Travel Light: Why quality over quantity is succeeding in the saturated travel journalism industry

With Instagram, Snapchat and vlogging making content creation and sharing open and accessible to anyone, where consumers get their travel inspiration and tips from has changed dramatically. The fame of travel journalism in which elegant prose is as much an indulgent experience itself as travelling is a thing of the past. Short, snappy pieces of content which give you a bit-sized top 10 and a couple of pretty photos has won sway. But what is there to learn from the big players who are preserving and promoting the art of travel journalism?

When luxury travel magazine SUITCASE launched in 2012, Founder and CEO Serena Guen felt there was a gap in the market for travellers of her generation that addressed a new way people are travelling. Not a backpacker nor a million dollar luxury traveller, she felt something was missing for those like her who were seeking a middle ground.

Whilst looking for tips and tricks on her own travels, Guen was underwhelmed by the volumes of tourist clichés that didn’t reflect the culture or life of the location and began collating city guides with the best recommendations from friends and locals. These quickly became popular amongst friends and family, and the idea of SUITCASE was born.

Aiming to cut through the internet noise Guen envisioned a print magazine that would be a one-stop-shop for travel inspiration and information. Initial market research indicated that in fact 98% of desired readers would prefer a print magazine, and noting that people in the UK spend 4x more on print than on Netflix, the quarterly magazine began appearing on newsstands across the UK. Today it’s distributed in over 30 countries worldwide regularly, and ordered in over 100.

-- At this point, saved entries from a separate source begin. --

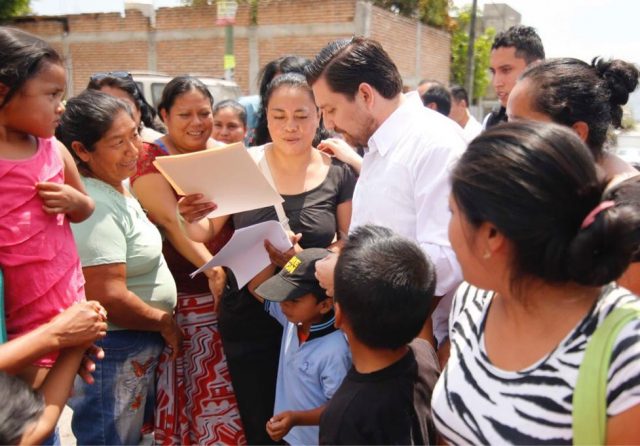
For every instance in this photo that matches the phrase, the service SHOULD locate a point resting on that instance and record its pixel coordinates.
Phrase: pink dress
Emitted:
(38, 255)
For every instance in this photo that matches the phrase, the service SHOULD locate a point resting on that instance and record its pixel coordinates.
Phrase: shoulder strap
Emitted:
(261, 157)
(3, 328)
(590, 393)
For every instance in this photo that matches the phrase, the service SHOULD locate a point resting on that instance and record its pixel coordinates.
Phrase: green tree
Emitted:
(430, 12)
(13, 8)
(481, 47)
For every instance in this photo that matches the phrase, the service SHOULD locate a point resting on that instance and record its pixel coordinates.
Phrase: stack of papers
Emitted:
(229, 177)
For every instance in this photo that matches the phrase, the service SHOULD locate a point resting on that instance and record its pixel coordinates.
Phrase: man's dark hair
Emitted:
(524, 39)
(439, 95)
(20, 407)
(347, 63)
(384, 285)
(458, 93)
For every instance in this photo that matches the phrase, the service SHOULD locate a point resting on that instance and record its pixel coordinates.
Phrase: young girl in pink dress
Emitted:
(41, 191)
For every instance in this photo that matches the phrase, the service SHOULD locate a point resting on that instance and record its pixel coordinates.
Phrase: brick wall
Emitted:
(186, 40)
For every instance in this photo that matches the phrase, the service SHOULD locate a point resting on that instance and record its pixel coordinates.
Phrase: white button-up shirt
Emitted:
(404, 183)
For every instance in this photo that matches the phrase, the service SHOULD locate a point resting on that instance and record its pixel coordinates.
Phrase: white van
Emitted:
(152, 84)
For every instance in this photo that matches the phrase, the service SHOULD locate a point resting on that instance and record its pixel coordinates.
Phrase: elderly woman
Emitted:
(121, 255)
(317, 193)
(196, 403)
(121, 85)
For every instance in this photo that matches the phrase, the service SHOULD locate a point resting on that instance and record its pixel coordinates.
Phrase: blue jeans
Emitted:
(113, 409)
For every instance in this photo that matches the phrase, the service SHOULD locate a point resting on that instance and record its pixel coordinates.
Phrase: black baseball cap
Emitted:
(297, 278)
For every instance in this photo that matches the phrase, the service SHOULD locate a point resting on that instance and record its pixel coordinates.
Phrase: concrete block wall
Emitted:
(186, 40)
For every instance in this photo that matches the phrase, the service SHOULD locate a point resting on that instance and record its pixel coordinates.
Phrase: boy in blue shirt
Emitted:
(314, 355)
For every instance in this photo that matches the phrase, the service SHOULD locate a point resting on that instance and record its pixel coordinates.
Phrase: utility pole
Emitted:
(226, 16)
(470, 50)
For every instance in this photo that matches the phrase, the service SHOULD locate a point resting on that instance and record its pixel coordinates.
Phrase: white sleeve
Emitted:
(432, 189)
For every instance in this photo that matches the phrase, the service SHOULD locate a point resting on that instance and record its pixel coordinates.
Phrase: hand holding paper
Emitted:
(245, 253)
(227, 176)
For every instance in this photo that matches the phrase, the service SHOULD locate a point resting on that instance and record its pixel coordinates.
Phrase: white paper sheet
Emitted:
(244, 253)
(226, 175)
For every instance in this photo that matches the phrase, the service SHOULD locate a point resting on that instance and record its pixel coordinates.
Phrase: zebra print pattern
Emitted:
(195, 403)
(474, 402)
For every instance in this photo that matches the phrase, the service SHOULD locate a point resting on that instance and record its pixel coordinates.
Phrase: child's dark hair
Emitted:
(178, 86)
(626, 193)
(237, 107)
(384, 285)
(524, 39)
(87, 117)
(129, 86)
(22, 56)
(570, 90)
(20, 407)
(537, 183)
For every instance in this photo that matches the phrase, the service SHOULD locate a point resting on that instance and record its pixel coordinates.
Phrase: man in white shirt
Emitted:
(460, 113)
(404, 182)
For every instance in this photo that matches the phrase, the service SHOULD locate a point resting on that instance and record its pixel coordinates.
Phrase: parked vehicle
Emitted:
(152, 85)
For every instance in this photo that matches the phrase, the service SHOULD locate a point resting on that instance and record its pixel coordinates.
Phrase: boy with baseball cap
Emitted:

Design is very minimalistic, akin to luxury collectable fashion magazines and coffee table books, with the majority of images taken by a series of talented global freelance photographers. Feature articles are similarly written by carefully selected writers. The magazine is not designed to digest all at once but to be enjoyed over time, with a goal that readers will “pick it up and get transported to another place”.

The print copy is supported by a slick online counterpart, which focuses on the more ‘practical’ side of travelling offering insider guides to cities and what-to-pack suggestions.

The overall package of what Guen has created is as aesthetically beautiful and collectible curated travel + culture magazine; incorporating fashion editorials, photography and writing by international freelancers with local expertise, in a way that has not been done before.

Offering genuine and meaningful content that gets to the heart of people’s travel desires, SUITCASE offers much more than standard clickbait material that floods google searches for any destination, big or small. And there’s proof in the pudding: readers spend an average of two minutes on the site, a four-fold increase of the average time spent on any website. Retention is high, with a strong online community of regular users, and they are currently working on new features that would bring exclusive benefits to members.

 

What can we learn from SUITCASE?

Better curated and less frequent content can be far more inspiring and impactful. Just because everyone else is making a lot of noise a lot of the time, it doesn’t mean we all have to. Is your brand falling in with the very large stack of ‘cliché’ content out there? Guen has found a way to engage and inspire travellers by carefully curating and thinking about what consumers really want to know. SUITCASE is now truly a trustworthy brand; how can other brands nurture their content to engender trust?